È stato poi precisato che sussiste uno software per la “anonimizzazione” dei dati necessari agli studi che vengono normalmente messi a disposizione della CRO secondo le specifiche dei protocolli attraverso supporto ottico o per posta elettronica.

Con specifico riferimento alla violazione occorsa, è stato precisato che la comunicazione alla CRO dei dati degli esami di laboratorio e degli esami di risonanza magnetica, relativi ai 10 pazienti minori di età arruolati nello Studio, sarebbe avvenuta, per un errore umano, previa effettuazione di un’operazione di “anonimizzazione” differente rispetto a quella concordata per lo Studio e utilizzata per la comunicazione dei CRF.

L’OPBG ha, infine, rappresentato come la violazione non abbia determinato conseguenze dannose per gli interessati, in quanto i dati violati sono stati oggetto di accesso solo da parte di operatori che, seppur in relazione ad altre fasi del trattamento, erano comunque autorizzati ad accedervi e soggetti a specifici obblighi di riservatezza. Tali dati, inoltre, sarebbero stati trasmessi comunque in forma “deidentificata” ancorché secondo una procedura differente da quella concordata con lo sponsor.

L’OPBG ha, infine, precisato che, in ragione della violazione di cui trattasi, è stata “avviata una verifica interna con la collaborazione del Principal Investigator (...) al fine di comprendere la motivazione dell’accaduto. Una volta appurata la straordinarietà dell’evento dovuto ad errore umano è stata avviata una procedura di revisione, attualmente in corso, del “Regolamento per conduzione degli studi clinici” e la realizzazione di un’apposita procedura da inserire nel sistema qualità dedicata nello specifico alle modalità di anonimizzazione dei dati personali alla quale seguirà apposita attività formativa specifica degli operatori coinvolti nella procedura medesima” (cfr. nota del 15 gennaio 2020, prot. n. 69).

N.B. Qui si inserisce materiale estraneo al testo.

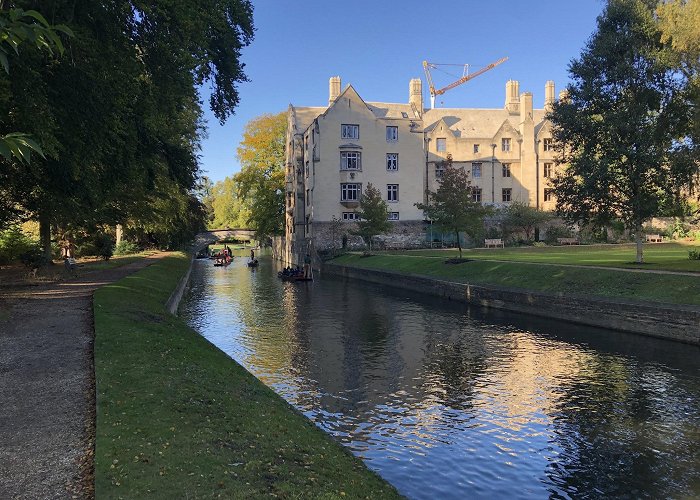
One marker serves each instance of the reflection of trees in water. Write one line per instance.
(626, 430)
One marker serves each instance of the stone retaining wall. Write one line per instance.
(679, 323)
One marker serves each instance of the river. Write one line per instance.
(445, 400)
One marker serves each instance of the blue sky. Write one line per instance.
(378, 46)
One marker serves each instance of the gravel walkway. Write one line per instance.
(47, 386)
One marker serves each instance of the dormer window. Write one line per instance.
(350, 160)
(349, 131)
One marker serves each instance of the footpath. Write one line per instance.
(47, 386)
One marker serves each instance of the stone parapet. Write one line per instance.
(667, 321)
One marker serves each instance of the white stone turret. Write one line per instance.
(548, 95)
(415, 94)
(512, 96)
(525, 106)
(333, 89)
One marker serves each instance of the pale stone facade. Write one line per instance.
(333, 152)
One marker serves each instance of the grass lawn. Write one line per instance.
(663, 256)
(177, 418)
(673, 289)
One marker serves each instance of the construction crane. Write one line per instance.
(465, 77)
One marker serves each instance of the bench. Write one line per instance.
(71, 265)
(493, 242)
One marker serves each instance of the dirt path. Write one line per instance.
(47, 386)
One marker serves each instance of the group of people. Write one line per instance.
(223, 256)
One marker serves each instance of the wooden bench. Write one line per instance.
(494, 242)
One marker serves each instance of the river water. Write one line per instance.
(449, 401)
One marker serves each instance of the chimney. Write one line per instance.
(333, 89)
(525, 106)
(512, 93)
(415, 94)
(548, 96)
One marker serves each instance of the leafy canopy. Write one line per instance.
(622, 131)
(373, 215)
(452, 207)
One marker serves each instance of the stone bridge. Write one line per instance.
(222, 234)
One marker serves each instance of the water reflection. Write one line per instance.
(449, 401)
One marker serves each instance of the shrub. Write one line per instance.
(14, 243)
(104, 246)
(125, 248)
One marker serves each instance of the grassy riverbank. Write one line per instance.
(659, 256)
(667, 288)
(177, 418)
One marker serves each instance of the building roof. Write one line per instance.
(476, 123)
(305, 115)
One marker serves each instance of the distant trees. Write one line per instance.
(452, 206)
(373, 215)
(119, 121)
(521, 217)
(261, 179)
(623, 129)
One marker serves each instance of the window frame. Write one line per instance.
(547, 169)
(505, 144)
(345, 128)
(505, 170)
(395, 161)
(475, 165)
(392, 190)
(393, 128)
(344, 190)
(344, 160)
(476, 194)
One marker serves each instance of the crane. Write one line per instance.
(465, 77)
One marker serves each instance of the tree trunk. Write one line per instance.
(45, 235)
(638, 241)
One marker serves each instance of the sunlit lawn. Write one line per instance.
(663, 256)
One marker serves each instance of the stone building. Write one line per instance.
(334, 151)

Sulla base degli elementi acquisiti, attraverso la comunicazione della violazione di dati personali nonché nell’ambito dell’istruttoria preliminare, l’Ufficio con nota 9 giugno 2020 (prot. n. 0020896.6707), ha notificato, ai sensi dell’art. 166, comma 5, del Codice, all’OPBG, in qualità di titolare del trattamento, l’avvio del procedimento per l’adozione delle misure correttive di cui all’art. 58, par. 2, del Regolamento, invitando l’OPBG a produrre al Garante scritti difensivi o documenti ovvero a chiedere di essere sentito dall’Autorità (art. 166, commi 6 e 7, del Codice, nonché art. 18, comma 1, dalla l. n. 689 del 24 novembre 1981).

In particolare l’Ufficio, nel predetto atto, che qui deve intendersi integralmente riprodotto, ha rilevato la sussistenza di elementi idonei a configurare da parte dell’OPBG le violazioni di cui agli artt. 5, par. 1, lett. c) e f), 9, par. 2, lett. j), 32 par. 1, lett. a) e 89 del Regolamento.

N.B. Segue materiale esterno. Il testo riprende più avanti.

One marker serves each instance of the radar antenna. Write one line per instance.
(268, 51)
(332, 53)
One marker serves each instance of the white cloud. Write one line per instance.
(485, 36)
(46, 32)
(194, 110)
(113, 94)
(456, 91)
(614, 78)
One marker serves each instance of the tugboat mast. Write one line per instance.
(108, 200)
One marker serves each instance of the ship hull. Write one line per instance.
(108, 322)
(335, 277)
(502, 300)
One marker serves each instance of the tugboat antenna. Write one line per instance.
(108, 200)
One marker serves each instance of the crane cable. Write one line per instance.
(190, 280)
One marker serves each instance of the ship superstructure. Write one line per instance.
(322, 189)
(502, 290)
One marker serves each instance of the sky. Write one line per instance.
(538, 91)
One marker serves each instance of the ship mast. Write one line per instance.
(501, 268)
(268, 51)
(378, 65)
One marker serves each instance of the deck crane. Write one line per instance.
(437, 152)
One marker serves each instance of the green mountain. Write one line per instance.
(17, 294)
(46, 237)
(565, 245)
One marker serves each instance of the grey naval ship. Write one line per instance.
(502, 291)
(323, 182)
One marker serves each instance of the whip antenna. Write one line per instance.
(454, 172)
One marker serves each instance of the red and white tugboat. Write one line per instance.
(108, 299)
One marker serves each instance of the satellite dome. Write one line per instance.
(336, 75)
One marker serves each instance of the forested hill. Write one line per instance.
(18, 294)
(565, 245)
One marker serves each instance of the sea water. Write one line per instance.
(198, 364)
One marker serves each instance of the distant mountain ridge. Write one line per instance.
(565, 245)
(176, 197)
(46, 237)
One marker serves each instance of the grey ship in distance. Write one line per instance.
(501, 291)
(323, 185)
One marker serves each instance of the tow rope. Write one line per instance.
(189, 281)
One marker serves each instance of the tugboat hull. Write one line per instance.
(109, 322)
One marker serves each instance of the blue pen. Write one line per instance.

Nel produrre i propri scritti difensivi, l’OPBG ha ribadito tutto quanto già rappresentato all’Autorità in fase di istruttoria preliminare, fornendo taluni specifici ulteriori elementi volti a circostanziare la violazione occorsa e consentire a questa Autorità una ponderata valutazione della stessa ai sensi dell’art. 83 del Regolamento (nota del 7 luglio 2020, prot. n. 1431/PR).

In tale ambito, l’OPBG ha, in particolare, specificato nuovamente che le informazioni sono state rese note per mero errore materiale verificatosi in un’unica occasione e su un ristrettissimo campione di interessati, a soggetti che appartengono alla CRO, ossia soggetti che in alcune fasi dello Studio sarebbero comunque autorizzati ad accedervi per lo sviluppo dei propri compiti istituzionali. Il titolare del trattamento ha evidenziato che “l’evento occorso, alla luce di quanto illustrato, non ha determinato un ampliamento dei soggetti astrattamente autorizzati a visionare i dati dei pazienti sottoposti allo studio”.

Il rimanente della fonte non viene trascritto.